Hall of Fame inductees (best literature)
I try to sprinkle several classic works of literature (or excellent modern literature) into my reading list. I didn’t read as much as I should have last year, but these three were the best I read in 2009:

The Moviegoer, Walker Percy (1961)
Of Mice and Men, John Steinbeck (1937)
Till We Have Faces, C.S. Lewis (1956)

Stay tuned for the 2010 Preseason Book Awards.

3 thoughts on “Second Annual 2009 Book Awards

  1. I read as many books in 2009 (nine) as are in your All Star team.Redemption Accomplished and Applied, Notes from the Tilt-a-Whirl, and Just Do Something are on my list as a result of your reviews.Would you think Just Do Something would be good for use in a high school Sunday School class?

  2. Maybe not ideal for high schoolers (two main practical topics he discusses are marriage and work), but it's probably good to lay the foundation of decision making earlier rather than letting bad habits and poor thinking dominate for several more years.
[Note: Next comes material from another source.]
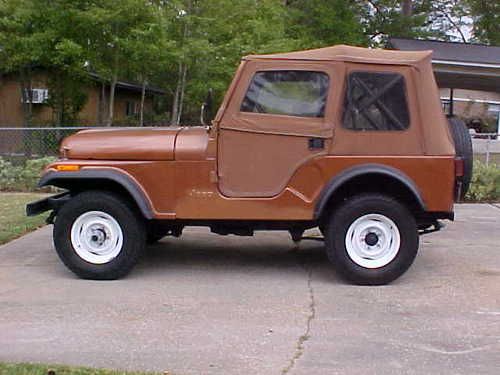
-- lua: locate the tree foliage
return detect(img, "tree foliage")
[0,0,500,125]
It's biblical, well-written, witty, and short (~100 pages), so for those reasons it would be good.

  3. I haven't read Just Do Something, but another in a similar vein is an old – but short – book by John MacArthur called "Found: God's Will." It might be good for high schoolers since it's so brief, or it could provide an outline for teaching the subject. He basically goes over 5 things that are most definitely God's will (such as salvation, sanctification, serving) and then famously says "Do what you want." Another option would be to have Joel record himself addressing this topic, and show those to the class. You might want to have some family members sit in front of him so that it looks like there's a crowd of people in the room.